By Sidney Taiko Sheehan
Just last year, Danny JJ Wang, PhD, director of imaging technology innovation at the USC Mark and Mary Stevens Neuroimaging and Informatics Institute (USC INI) and his team at the start-up company Hura Imaging, Inc., received a two-year, $1.6 million grant from the National Institutes of Health’s Small Business Innovation Research (SBIR). The SBIR program supports the translation of technologies from the lab to commercial use through small business innovation and commercialization.
Wang and his team are addressing the growing concern that radiation involved in computed tomography (CT) scans can be unnecessarily harmful to patients. CT scans can certainly save lives by catching abnormalities, but there is a strong desire for methods that can lower the risk of cancer with reduced use of radiation. However, low dose CT scans result in low contrast or noisy images.
“Our technology reduces the image noise of CT perfusion and improves image contrast by about 50-75% without compromising imaging speed,” says Wang. “Compared to existing low-dose CT technologies, our technique has the advantages of fast computation speed and excellent retention of the texture and resolution of CT images. We are delighted to report that we have now received 510(k) clearance from the U.S. Food and Drug Administration (FDA) for our CT perfusion software (Hura CTPTM).”
“Dr. Wang’s technique dramatically improves the quality and signal-to-noise ratio of CT perfusion images, with minimal additional computation time,” says Vinay Duddalwar, MD, professor of clinical radiology at the Keck School of Medicine of USC. “The technology may impact the safety and clinical practice of CT perfusion.” Dr. Duddalwar is the lead investigator of the SBIR study at the Keck School.
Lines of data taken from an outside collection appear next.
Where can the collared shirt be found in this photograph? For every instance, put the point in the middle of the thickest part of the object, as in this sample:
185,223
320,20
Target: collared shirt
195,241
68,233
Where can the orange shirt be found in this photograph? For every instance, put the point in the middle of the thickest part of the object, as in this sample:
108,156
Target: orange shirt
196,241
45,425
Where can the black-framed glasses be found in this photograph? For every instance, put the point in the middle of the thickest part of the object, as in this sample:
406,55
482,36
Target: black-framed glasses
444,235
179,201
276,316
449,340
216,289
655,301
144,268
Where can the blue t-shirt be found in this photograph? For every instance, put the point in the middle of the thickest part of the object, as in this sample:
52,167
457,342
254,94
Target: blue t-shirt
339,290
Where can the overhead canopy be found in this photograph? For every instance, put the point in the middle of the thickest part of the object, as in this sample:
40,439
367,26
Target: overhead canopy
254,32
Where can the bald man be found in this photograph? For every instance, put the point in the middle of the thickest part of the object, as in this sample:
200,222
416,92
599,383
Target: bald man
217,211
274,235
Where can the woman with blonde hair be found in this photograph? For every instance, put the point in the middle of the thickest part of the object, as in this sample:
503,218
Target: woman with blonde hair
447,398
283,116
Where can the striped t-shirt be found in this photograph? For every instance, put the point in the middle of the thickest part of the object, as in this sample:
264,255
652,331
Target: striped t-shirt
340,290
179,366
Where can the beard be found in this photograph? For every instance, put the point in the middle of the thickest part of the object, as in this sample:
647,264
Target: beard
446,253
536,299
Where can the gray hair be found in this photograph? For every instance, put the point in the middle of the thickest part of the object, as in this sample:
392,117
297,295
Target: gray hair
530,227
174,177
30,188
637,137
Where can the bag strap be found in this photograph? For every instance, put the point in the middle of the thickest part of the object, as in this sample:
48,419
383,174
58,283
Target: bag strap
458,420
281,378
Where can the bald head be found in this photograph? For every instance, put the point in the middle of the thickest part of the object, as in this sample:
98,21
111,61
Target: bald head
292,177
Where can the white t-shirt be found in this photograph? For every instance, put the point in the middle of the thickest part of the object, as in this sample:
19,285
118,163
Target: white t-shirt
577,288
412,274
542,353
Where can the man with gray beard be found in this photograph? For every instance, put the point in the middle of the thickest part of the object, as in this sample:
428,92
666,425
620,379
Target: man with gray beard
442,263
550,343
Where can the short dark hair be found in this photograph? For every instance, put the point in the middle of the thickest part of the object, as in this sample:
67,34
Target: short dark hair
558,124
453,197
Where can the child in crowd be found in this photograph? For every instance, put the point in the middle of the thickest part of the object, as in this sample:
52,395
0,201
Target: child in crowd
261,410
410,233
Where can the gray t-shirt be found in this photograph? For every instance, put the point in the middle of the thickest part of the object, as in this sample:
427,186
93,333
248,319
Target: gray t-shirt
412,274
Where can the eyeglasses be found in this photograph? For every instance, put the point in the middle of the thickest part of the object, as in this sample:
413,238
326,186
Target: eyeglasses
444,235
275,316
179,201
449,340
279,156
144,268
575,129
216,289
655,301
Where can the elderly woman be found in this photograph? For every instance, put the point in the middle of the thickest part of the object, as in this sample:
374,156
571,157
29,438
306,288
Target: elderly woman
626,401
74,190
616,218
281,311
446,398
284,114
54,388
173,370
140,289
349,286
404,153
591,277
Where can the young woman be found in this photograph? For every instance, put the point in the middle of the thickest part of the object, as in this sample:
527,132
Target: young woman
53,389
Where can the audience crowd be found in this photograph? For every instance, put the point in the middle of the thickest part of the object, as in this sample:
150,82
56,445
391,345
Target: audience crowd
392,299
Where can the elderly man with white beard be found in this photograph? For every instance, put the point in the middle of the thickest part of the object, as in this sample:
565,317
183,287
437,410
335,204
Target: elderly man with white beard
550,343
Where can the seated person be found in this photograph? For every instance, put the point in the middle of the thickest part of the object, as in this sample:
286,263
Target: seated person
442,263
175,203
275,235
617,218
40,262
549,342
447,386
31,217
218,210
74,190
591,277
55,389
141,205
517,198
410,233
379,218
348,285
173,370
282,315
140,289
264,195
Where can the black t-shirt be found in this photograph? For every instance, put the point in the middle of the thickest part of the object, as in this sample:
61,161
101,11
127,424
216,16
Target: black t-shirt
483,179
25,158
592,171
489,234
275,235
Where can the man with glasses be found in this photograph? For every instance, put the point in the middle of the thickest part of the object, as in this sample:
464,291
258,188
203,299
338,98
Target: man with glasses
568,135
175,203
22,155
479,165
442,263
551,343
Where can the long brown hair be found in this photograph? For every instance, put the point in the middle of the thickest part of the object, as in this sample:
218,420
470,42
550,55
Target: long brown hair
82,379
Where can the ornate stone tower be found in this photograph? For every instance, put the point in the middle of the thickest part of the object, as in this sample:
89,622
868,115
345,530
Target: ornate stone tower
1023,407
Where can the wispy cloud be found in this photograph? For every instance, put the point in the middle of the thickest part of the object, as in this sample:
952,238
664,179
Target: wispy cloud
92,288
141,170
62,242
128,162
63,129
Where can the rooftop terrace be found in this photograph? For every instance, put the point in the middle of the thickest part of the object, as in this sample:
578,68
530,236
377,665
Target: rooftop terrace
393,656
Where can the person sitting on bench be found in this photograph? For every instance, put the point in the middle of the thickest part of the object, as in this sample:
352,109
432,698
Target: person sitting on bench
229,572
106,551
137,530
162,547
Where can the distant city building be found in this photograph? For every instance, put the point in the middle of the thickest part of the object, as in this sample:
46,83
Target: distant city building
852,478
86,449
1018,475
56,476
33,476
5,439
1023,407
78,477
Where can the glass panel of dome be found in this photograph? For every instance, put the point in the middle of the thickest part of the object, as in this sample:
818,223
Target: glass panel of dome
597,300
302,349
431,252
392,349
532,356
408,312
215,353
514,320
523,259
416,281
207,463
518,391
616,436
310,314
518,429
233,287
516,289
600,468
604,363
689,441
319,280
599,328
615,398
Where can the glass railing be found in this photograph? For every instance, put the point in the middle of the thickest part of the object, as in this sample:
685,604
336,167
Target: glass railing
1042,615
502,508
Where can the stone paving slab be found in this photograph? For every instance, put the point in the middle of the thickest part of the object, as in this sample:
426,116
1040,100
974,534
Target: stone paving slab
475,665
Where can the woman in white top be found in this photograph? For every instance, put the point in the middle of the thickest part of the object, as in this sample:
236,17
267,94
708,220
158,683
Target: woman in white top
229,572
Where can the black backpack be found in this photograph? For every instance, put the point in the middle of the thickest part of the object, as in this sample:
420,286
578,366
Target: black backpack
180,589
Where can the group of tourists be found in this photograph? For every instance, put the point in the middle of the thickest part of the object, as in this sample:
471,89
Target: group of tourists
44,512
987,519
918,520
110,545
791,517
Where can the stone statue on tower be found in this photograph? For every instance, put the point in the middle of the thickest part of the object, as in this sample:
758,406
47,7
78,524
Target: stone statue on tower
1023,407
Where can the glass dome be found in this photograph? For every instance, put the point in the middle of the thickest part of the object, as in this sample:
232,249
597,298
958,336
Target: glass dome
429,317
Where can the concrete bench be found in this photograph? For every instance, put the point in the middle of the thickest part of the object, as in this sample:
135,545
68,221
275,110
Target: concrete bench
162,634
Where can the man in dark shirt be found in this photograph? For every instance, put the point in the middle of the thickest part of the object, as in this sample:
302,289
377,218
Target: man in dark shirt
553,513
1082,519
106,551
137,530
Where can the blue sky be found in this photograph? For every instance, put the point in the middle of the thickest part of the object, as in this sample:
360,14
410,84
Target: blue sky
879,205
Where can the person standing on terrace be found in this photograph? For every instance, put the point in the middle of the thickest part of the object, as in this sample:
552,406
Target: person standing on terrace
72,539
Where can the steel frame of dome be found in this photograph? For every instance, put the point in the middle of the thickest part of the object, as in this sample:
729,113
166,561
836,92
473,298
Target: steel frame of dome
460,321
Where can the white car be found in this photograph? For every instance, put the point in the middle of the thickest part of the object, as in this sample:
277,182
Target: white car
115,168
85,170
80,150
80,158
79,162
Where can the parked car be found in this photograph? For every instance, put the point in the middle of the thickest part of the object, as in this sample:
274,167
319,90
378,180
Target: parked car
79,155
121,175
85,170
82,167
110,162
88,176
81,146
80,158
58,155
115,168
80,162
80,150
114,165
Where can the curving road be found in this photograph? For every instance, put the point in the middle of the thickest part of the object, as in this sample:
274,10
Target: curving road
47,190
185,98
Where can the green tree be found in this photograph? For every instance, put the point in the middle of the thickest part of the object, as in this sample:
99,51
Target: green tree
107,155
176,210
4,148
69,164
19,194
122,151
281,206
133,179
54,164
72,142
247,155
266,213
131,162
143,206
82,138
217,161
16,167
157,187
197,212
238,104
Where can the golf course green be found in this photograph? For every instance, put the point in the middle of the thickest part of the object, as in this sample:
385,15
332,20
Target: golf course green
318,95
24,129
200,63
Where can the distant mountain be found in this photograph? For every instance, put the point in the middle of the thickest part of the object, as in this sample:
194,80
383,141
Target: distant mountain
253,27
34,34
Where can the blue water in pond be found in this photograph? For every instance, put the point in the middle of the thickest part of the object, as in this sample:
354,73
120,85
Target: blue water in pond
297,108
FDA 510(k) clearance is a critical and necessary step when preparing a “device” for market in the U.S. “Dr. Wang set out with the goal of leading the INI’s efforts to use our computational resources and expertise in clinical imaging to make CT scans safer while improving image quality,” says Arthur W. Toga, PhD, provost professor of ophthalmology, neurology, psychiatry and the behavioral sciences, radiology and engineering, the Ghada Irani chair in neuroscience at the Keck School, and director of the INI. “Dr. Wang is now one step closer to commercializing this work so that it can be widely used in clinical practice to help keep patients safe while improving the quality of clinical care.”
The INI is collaborating with USC’s radiology department and Hura Imaging. The INI provides the facilities and computational resources through its Laboratory of Neuro Imaging (LONI) and Hura Imaging is handling commercialization of the technology. “I’m grateful for the opportunity to impact translational research and to celebrate this milestone with my colleagues,” says Wang.